Harga Minyak Naik, Pemerintah Akan Tambah Subsidi Energi Rp 69 Triliun

Arief Kamaludin|KATADATA
Petugas pengisian bahan bakar melayani pembeli di sebuah SPBU di Jakarta.
17/7/2018, 21.54 WIB

Kementerian Keuangan memprediksi subsidi energi bakal mencapai Rp 163,49 triliun tahun ini atau membengkak Rp 68,96 triliun dari target dalam Anggaran Pendapatan dan Belanja Negara (APBN) 2018 yang sebesar Rp 94,53 triliun. Menteri Keuangan Sri Mulyani Indrawati mengatakan peningkatan tersebut karena harga minyak terus mengalami kenaikan.

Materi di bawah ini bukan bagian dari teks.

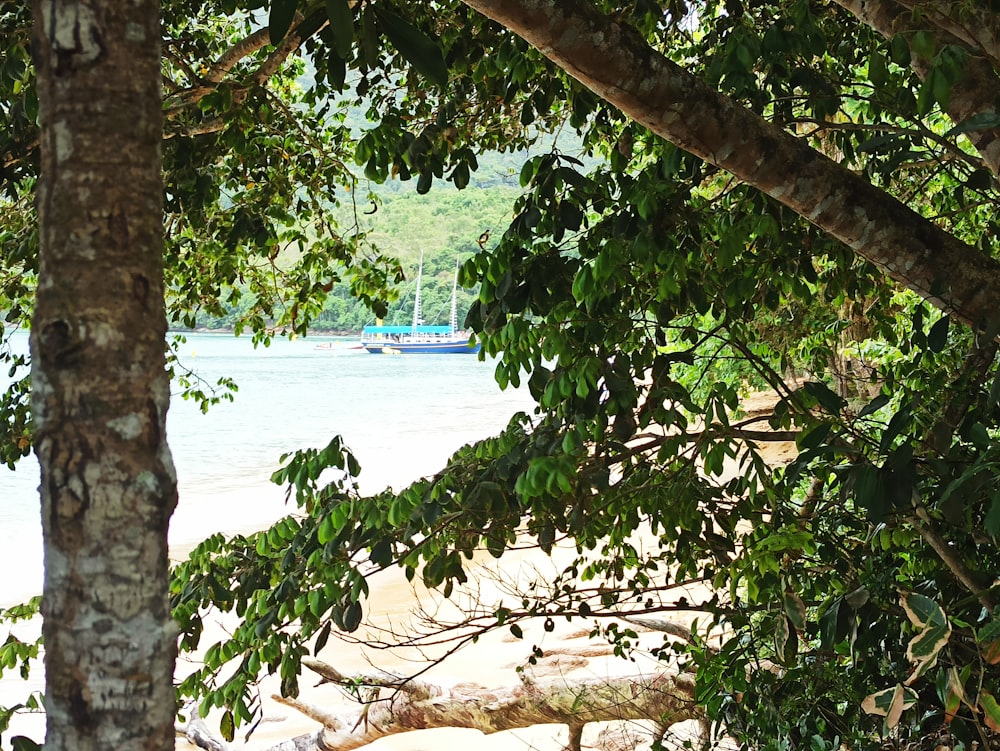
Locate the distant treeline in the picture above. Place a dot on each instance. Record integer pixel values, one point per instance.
(445, 225)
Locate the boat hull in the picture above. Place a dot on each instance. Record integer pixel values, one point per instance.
(461, 346)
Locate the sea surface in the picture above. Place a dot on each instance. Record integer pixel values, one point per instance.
(402, 416)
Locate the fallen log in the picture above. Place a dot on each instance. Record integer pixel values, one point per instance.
(392, 707)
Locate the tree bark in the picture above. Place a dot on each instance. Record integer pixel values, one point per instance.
(617, 64)
(979, 89)
(100, 388)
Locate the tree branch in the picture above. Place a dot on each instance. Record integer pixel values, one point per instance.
(672, 103)
(979, 89)
(661, 697)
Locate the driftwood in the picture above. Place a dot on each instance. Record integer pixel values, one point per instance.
(663, 698)
(391, 707)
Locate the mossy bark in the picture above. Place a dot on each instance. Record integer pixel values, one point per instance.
(100, 387)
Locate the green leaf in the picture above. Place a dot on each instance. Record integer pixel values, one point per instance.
(874, 405)
(424, 182)
(342, 26)
(369, 33)
(878, 71)
(828, 625)
(935, 631)
(827, 399)
(897, 424)
(980, 121)
(890, 703)
(992, 520)
(352, 616)
(422, 52)
(899, 51)
(924, 44)
(279, 22)
(795, 609)
(991, 710)
(937, 337)
(336, 71)
(227, 726)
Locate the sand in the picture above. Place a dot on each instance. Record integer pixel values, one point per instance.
(492, 661)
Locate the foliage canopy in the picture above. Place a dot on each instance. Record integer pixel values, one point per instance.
(640, 296)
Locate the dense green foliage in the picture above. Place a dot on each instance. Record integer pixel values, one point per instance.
(640, 295)
(640, 300)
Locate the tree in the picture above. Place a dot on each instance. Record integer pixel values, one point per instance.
(641, 298)
(778, 188)
(100, 386)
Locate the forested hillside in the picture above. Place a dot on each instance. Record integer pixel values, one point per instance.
(444, 225)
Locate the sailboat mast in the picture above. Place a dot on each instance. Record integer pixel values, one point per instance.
(454, 301)
(416, 302)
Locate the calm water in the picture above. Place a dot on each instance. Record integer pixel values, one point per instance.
(402, 416)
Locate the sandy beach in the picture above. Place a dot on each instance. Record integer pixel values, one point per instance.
(492, 662)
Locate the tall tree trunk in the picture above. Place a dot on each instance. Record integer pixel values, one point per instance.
(654, 91)
(100, 389)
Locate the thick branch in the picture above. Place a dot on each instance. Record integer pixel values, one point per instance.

Berdasarkan data Bloomberg, harga minyak Brent berada di level US$ 72 per barel saat ini. Padahal, asumsi harga minyak mentah Indonesia dipatok hanya US$ 48 per barel. Maka itu, pemerintah memutuskan untuk menambah subsidi untuk PT Pertamina (persero) dan PT Perusahaan Listrik Negara (PLN). Dengan begitu, harga BBM bersubsidi dan listrik bisa tidak naik tapi keuangan perusahaan pelat merah tersebut tetap terjaga.

"Harga BBM (Bahan Bakar Minyak) yang disubsidi dan PLN dalam hal ini tidak mengalami kenaikan harga dan mereka harus tetap melakukan ekspansi untuk elektrifikasi dan lisdes (listrik desa)," kata dia saat rapat dengan Badan Anggaran Dewan Perwakilan Rakyat (DPR), di Gedung Parlemen, Jakarta, Selasa (17/7).

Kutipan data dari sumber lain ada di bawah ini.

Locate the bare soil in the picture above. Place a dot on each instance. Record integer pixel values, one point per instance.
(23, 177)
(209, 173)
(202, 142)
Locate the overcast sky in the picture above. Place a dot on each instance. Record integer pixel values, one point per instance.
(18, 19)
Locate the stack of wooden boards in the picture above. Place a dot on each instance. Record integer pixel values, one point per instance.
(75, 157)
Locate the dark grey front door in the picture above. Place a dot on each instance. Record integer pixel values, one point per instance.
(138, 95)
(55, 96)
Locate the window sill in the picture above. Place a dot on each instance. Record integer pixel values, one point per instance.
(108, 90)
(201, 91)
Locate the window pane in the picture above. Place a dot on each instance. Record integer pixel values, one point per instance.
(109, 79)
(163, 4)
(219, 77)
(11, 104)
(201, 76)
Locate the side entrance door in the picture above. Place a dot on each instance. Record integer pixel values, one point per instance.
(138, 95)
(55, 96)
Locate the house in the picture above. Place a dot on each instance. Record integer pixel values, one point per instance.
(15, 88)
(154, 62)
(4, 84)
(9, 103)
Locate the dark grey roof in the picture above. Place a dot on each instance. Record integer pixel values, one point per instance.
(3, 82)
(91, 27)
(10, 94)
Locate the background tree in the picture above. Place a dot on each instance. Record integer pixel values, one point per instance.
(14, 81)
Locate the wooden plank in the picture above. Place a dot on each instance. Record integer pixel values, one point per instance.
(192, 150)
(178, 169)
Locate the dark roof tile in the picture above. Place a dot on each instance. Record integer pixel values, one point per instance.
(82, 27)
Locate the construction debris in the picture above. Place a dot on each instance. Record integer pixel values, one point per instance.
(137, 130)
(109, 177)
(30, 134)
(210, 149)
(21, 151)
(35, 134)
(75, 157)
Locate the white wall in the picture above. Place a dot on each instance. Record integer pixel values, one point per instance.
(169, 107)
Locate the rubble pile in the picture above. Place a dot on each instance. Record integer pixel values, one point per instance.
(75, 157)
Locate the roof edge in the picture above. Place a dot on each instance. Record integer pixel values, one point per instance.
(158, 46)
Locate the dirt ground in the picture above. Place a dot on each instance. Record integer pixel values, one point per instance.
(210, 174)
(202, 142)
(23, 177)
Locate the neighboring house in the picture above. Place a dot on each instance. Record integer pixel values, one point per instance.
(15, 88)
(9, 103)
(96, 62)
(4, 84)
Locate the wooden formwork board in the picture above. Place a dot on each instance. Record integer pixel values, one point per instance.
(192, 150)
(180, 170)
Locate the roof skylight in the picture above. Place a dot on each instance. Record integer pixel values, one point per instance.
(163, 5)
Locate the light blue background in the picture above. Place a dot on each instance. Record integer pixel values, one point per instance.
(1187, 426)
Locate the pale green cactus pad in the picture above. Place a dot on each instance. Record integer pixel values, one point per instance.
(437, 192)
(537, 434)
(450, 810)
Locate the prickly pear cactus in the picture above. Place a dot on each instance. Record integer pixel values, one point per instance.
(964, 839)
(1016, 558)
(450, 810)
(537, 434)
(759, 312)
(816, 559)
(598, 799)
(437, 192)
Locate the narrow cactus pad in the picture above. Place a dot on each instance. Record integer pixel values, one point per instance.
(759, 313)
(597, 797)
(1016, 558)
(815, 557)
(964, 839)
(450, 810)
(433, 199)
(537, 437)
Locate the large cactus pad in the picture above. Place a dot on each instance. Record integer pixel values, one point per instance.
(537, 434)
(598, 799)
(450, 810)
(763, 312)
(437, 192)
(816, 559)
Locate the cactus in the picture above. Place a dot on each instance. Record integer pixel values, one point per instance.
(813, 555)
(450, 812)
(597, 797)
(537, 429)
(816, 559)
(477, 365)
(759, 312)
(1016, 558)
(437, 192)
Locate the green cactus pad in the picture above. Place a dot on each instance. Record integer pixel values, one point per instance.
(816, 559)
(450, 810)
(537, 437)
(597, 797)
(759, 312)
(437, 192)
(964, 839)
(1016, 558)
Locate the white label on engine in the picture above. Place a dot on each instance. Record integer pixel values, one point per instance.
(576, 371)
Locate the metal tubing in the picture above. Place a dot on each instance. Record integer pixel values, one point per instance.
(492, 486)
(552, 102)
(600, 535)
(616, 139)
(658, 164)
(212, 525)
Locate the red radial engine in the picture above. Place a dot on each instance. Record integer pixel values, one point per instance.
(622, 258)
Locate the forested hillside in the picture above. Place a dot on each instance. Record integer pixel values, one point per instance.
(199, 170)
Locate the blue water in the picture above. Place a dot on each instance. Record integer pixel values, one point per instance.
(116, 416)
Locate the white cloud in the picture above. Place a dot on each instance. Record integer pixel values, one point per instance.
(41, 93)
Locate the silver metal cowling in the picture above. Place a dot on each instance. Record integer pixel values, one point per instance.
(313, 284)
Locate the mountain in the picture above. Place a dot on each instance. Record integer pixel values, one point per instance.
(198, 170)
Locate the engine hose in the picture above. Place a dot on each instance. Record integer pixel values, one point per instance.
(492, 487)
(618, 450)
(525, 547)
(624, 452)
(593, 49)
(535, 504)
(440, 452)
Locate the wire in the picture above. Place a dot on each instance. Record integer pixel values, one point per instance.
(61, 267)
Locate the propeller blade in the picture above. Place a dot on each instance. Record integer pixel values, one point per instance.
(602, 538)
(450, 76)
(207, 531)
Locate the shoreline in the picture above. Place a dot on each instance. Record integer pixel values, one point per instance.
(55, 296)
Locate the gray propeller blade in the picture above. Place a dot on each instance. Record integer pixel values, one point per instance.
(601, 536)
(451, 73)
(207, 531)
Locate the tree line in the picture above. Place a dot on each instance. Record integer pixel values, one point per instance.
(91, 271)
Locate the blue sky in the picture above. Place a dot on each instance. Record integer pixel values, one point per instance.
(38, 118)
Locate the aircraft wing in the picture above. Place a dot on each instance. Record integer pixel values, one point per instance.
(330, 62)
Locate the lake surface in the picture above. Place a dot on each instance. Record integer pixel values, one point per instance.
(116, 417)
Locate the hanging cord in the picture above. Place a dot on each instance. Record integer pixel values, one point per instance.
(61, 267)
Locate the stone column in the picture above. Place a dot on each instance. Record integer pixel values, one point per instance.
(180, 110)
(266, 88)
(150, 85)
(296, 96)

Sri Mulyani tak membantah proyeksi kenaikan subsidi energi tersebut dengan memperhitungkan penambahan subsidi untuk BBM bersubsidi jenis solar dari Rp 500 menjadi Rp 2.000 per liter, seperti sebelumnya sempat disampaikan pemerintah. "Itu termasuk dari kenaikan yang diputuskan waktu itu," ujarnya.

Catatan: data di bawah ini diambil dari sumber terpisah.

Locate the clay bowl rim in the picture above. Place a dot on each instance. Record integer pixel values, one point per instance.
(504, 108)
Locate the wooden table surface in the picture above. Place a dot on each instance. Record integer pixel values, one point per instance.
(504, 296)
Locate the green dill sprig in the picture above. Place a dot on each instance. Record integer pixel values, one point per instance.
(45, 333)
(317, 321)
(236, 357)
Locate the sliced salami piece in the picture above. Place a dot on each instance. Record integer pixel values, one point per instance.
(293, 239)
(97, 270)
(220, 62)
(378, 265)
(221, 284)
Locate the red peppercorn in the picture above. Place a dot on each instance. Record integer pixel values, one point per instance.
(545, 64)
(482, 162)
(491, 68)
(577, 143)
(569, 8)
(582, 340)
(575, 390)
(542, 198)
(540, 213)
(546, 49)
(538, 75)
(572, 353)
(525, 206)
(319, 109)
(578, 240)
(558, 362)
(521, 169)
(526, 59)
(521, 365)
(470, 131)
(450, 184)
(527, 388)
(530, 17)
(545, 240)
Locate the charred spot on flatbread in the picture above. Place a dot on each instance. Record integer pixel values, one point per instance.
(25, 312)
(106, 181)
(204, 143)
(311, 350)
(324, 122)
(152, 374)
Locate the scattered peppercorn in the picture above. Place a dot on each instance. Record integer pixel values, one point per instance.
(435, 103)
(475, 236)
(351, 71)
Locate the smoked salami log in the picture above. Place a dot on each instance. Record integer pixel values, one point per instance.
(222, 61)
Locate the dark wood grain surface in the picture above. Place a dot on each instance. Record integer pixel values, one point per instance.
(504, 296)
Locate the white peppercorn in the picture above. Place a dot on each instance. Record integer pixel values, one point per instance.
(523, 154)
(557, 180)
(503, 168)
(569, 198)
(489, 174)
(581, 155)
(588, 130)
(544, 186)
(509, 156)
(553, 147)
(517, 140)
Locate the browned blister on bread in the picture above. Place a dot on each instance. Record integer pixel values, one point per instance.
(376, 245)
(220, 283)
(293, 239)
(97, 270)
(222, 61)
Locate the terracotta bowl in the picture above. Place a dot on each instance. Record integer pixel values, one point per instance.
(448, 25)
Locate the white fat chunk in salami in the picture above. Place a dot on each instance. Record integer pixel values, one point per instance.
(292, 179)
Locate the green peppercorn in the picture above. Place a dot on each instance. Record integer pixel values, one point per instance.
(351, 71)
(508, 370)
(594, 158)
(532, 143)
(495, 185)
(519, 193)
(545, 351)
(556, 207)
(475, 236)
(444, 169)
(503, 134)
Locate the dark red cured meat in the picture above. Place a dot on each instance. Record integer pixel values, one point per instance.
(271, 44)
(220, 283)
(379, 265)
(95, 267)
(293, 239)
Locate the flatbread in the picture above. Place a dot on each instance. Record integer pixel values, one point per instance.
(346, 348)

(Baca juga: Badan Energi Internasional Peringatkan Bahaya Subsidi BBM ke APBN)

Meski ada pembengkakan yang cukup besar, pemerintah memutuskan tidak melakukan revisi APBN 2018. Ini artinya, pembengkakan subsidi tersebut bakal dibiayai dengan menggeser alokasi dari pos belanja lain. Namun, ia belum memerinci pos belanja yang dimaksud.

Adapun realisasi subsidi energi sepanjang paruh pertama tahun ini telah mencapai Rp 59,51 triliun atau 63% dari yang dianggarkan dalam APBN. Dengan demikian, realisasinya pada paruh kedua tahun ini diperkirakan mencapai Rp 103,98 triliun.

Selain subsidi energi, Kementerian Keuangan memprediksi subsidi nonenergi juga melebihi target. Subsidi nonenergi kemungkinan mencapai Rp 64,65 triliun atau membengkak Rp 2,95 triliun dari target yang sebesar Rp 61,703 triliun. Hal itu seiring dengan adanya penambahan untuk subsidi pupuk.

Adapun realisasi subsidi nonenergi sepanjang paruh pertama tahun ini baru mencapai Rp 14,43 triliun. Dengan demikian, realisasinya pada paruh kedua nanti diperkirakan mencapai Rp 50,22 triliun.

Hampir semua subsidi nonenergi diramal menembus target, kecuali subsidi bunga kredit program yang kemungkinan hanya 72,2% dari target.

(Baca juga: Pajak Diramal Meleset Rp 73 Triliun, Penerimaan Terdongkrak Duit Migas)

Dengan demikian, secara total, belanja subsidi diprediksi mencapai Rp 228,15 triliun, atau membengkak Rp 71,92 triliun dari target yang sebesar Rp 156,23 triliun. Meski begitu, Sri Mulyani memastikan defisit anggaran tetap terjaga, bahkan kemungkinan di bawah target yang sebesar Rp 325,94 triliun atau 2,19% terhadap Produk Domestik Bruto (PDB).

"Kalau tahun ini kami perkirakan kemungkinan defisit akan 2,12% (terhadap PDB). Ini sudah memperhitungkan kenaikan subsidi BBM," ujar dia. Itu artinya, nominal defisit anggaran diprediksi mencapai Rp 314,23 triliun.